L’année est pratiquement passée, devient un passé, un peu étrange à l’étranger et dans notre propre pays. Mon père, décédé. Simon Vinkenoog, le grand poète hollandais, mort aussi. Un frère ou deux ont eu une attaque. Le système financier global est tombé de sa nue et quelle crise ! Quelle crise ?
Non, pas question de crise, une époque s’est terminée, celle non des vaches folles mais des vaches grasses. Reviendront-elles et faut-il qu’elles reviennent ? Et avec elles, ces banquiers qui poussent leur clients à devenir cupides. Je préfère qu’ils les poussent à la débauche, franchement.

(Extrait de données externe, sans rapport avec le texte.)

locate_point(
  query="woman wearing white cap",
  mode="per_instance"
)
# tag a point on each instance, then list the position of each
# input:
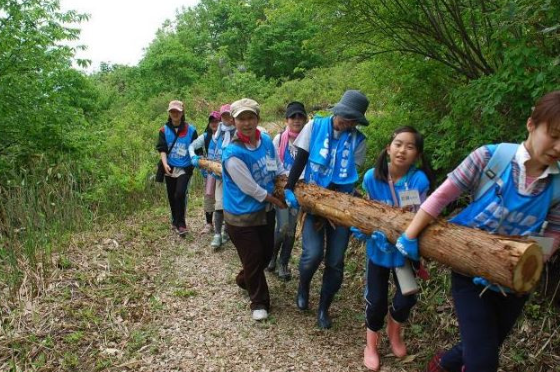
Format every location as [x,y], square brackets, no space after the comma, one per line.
[173,143]
[250,166]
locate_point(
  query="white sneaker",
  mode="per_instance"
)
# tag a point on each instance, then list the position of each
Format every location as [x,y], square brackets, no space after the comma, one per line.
[216,241]
[260,314]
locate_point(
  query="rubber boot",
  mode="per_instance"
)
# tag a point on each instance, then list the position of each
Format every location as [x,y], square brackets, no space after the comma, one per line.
[302,299]
[395,336]
[323,318]
[371,356]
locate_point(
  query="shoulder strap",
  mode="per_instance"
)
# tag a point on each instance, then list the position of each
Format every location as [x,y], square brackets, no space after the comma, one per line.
[555,190]
[493,171]
[173,143]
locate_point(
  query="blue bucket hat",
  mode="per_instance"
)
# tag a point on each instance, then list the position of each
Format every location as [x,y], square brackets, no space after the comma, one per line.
[353,106]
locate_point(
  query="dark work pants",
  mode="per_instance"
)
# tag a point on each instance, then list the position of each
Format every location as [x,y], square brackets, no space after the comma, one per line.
[377,293]
[254,246]
[177,196]
[484,323]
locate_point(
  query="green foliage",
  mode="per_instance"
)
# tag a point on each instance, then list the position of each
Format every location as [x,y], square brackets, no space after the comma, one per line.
[41,97]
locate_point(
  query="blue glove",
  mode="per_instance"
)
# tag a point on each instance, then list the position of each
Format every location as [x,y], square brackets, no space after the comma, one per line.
[408,247]
[194,161]
[290,198]
[478,280]
[382,243]
[358,234]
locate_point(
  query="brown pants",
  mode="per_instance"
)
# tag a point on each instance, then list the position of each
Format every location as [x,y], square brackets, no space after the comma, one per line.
[254,246]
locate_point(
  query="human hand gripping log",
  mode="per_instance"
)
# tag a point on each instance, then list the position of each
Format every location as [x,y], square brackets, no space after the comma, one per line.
[515,263]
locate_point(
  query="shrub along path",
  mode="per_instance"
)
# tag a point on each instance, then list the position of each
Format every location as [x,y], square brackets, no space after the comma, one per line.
[134,297]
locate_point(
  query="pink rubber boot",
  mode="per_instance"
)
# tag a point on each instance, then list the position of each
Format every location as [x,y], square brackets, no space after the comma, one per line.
[371,356]
[394,334]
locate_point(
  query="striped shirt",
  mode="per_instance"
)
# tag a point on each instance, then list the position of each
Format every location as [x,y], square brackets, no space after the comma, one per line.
[466,177]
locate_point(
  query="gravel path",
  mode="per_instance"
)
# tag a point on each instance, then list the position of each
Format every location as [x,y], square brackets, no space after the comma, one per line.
[211,329]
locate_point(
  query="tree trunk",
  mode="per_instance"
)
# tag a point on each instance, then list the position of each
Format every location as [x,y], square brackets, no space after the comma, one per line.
[508,261]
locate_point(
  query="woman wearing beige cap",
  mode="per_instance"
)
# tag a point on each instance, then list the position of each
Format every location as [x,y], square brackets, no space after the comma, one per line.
[250,166]
[173,143]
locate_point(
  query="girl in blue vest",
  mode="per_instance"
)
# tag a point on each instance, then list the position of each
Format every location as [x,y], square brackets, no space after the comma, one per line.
[520,202]
[286,218]
[397,183]
[204,143]
[173,143]
[330,149]
[250,166]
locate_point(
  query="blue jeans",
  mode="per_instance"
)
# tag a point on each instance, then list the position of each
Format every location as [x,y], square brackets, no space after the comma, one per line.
[313,240]
[377,293]
[285,233]
[484,323]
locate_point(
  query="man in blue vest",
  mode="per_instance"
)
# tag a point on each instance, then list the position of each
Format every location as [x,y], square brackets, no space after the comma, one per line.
[330,149]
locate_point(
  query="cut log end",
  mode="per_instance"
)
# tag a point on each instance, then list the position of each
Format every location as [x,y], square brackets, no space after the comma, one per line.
[527,272]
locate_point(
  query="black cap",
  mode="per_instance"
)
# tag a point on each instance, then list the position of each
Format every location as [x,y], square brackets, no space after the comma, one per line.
[295,108]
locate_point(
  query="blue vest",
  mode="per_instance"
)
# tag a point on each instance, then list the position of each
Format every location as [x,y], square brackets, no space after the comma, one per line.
[236,201]
[504,211]
[211,149]
[179,155]
[331,161]
[380,191]
[218,149]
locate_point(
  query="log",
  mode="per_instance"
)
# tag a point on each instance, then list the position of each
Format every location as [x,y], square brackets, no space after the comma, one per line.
[513,262]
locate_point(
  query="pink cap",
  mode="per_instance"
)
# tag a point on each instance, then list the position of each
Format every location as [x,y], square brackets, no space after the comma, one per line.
[225,108]
[175,105]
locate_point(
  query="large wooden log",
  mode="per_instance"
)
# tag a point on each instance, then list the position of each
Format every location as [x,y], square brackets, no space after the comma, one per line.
[511,262]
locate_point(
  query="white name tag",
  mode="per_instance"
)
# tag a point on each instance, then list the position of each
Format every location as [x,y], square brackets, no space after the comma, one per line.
[409,197]
[546,243]
[271,165]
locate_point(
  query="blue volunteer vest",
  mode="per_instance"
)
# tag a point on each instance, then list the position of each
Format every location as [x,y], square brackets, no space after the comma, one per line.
[380,191]
[179,155]
[236,201]
[503,210]
[332,160]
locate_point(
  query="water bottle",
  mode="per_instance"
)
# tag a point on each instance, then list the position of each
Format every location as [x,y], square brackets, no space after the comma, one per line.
[406,279]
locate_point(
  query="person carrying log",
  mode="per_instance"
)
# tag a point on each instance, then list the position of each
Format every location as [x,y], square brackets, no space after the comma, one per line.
[330,149]
[515,189]
[286,218]
[395,181]
[203,142]
[221,138]
[249,168]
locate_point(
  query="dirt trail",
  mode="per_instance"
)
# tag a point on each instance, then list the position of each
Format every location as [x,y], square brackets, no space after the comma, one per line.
[132,296]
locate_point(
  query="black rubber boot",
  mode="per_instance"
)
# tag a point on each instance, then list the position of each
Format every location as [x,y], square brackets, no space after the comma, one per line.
[302,299]
[323,318]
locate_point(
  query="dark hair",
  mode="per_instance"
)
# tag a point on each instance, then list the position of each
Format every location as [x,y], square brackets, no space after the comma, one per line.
[382,166]
[547,110]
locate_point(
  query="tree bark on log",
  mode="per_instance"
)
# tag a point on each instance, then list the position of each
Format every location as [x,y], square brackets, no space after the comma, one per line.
[512,262]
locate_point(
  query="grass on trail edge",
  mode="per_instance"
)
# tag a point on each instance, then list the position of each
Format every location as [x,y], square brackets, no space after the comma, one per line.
[103,305]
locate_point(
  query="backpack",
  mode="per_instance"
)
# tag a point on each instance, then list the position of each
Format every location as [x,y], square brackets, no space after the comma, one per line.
[504,154]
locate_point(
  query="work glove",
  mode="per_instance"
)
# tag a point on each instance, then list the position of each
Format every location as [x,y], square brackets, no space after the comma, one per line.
[194,161]
[358,234]
[290,197]
[408,247]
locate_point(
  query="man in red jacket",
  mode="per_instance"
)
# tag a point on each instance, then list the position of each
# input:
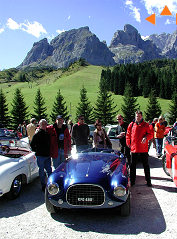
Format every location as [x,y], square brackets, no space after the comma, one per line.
[137,137]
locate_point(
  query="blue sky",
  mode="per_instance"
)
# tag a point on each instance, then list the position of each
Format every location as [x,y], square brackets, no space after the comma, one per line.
[23,22]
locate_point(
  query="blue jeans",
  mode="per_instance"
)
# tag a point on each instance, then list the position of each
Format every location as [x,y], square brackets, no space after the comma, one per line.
[159,143]
[57,161]
[44,163]
[80,148]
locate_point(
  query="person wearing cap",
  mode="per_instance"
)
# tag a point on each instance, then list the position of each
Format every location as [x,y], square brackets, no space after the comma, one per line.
[60,141]
[31,129]
[159,135]
[80,134]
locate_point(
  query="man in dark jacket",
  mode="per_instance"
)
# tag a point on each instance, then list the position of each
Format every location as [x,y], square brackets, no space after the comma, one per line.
[80,134]
[40,144]
[60,141]
[137,137]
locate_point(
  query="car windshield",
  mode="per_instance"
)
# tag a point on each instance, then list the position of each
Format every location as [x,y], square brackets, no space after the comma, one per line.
[4,133]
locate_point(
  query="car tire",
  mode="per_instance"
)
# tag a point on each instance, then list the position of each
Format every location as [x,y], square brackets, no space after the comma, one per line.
[173,168]
[164,165]
[16,188]
[125,208]
[50,207]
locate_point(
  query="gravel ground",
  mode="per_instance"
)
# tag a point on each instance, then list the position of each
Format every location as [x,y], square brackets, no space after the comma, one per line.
[153,214]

Je m’en rends compte, je n’y ai pas assez consacré mes poèmes. Je ferai mieux.
Toutefois, cette année a vu, à deux coups, la percée d’un jeune écrivain, Nicolas Ancion. J’ai eu le bonheur et l’honneur de traduire ses playmobiles et de trouver une maison d’édition à cet effet, de sorte que son propre oncle puisse enfin le lire. L’autre coup était l’homme qui valait 35 milliards et qui valait une vente superbe : première édition épuisée après une semaine !
Saviez-vous que tous, je dis tous les livres d’un autre belge gagnant, Jean-Philippe Toussaint ont été traduits en néerlandais ? Allez voir sur son site.
J’ai eu une terrible maladie non identifiée, la guigelton, sous forme de recueil de poèmes écrits par le poète Hollando-Amsterdamais Pom Wolff (dont certains poèmes se trouvent sur ce blog en traduction, évidemment). Me voilà enfin encore à Amsterdam, en compagnie de mon beau-frère.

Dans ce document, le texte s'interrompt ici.